Author: S. Das and R. Höllander

Year: 2009

Publisher: European Water Resources Association (EWRA)


Water pollution is one of the most pressing environmental problem. It reduces the quantity of useable water and increases the cost of supplying water. Economic incentives, and especially wastewater tariffs, are vital in achieving least-cost wastewater management. If economically efficient wastewater tariffs are incorporated and if the structure of the project is efficient by design, and little or no additional economic analysis is required. The study presented in this paper where an attempt is made in calculating an effluent tax in controlling wastewater
pollution. In this regard a comparison has been made in respect to India and Germany. Pollution tax in the perspective of wastewater disposal can be denoted as the price the polluter has to pay for using the wastewater disposal services from the environment. As there is no wastewater disposal market so the price cannot be determined in the market and the supply and demand schedules fail to get observed Murty et al. (2000) in their study showed the case of industrial wastewater in India with excess COD concentration and the tax liabilities
calculated using the average tax rate is of Rs 0.32(or.016 euro) per 100 gm. In case of Germany, the effluent charge comprises about 5% of total costs. For our study we consider the case of Leipzig, a city in the state of Saxony. Following the calculation of Murty et al. (2000) the tax on annual wastewater quality per 100 grams in rupees is (5.5/55)x100x100011. When estimated over the total population, the tax per head accounts to be very high for Germany as compared to the case study of Murty et al in India. In Germany the water charge itself
covers the water pollution charge. Both the more than proportional increase of the municipal wastewater charge and the high prospective demand for investment in sewage works has brought about the search for new  organizational forms and different methods concerning water supply and wastewater disposal.
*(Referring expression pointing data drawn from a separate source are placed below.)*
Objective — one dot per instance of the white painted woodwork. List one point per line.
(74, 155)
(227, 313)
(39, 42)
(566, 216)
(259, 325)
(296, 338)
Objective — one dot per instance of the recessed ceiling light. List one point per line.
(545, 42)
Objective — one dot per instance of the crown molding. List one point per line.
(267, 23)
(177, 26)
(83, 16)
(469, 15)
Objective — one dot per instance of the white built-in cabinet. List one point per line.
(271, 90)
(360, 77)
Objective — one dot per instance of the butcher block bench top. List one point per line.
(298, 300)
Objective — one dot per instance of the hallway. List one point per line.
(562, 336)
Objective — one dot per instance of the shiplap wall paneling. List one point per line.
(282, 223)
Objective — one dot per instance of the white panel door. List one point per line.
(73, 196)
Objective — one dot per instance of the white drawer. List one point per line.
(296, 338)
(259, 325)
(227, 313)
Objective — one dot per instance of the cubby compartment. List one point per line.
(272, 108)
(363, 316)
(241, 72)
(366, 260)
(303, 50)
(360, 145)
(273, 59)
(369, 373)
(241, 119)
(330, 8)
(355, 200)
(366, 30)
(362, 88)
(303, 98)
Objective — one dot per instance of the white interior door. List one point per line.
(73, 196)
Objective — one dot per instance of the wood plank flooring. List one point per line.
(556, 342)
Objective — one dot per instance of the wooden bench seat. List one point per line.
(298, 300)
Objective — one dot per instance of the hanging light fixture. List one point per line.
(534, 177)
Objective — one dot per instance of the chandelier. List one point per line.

But the wastewater policy instruments have been successful in reducing the wastewater pollution and enhancing technological progress in the country. Although the experience in applying economic instruments remains limited, particularly in India, there is evidence that effluent and user charges have the potential for effective
application by helping to pay for environmental improvement. They should be accompanied by investment in wastewater treatment facilities and, locally, by appropriate regulatory instruments as well as programs to persuade water users to change their polluting behaviour.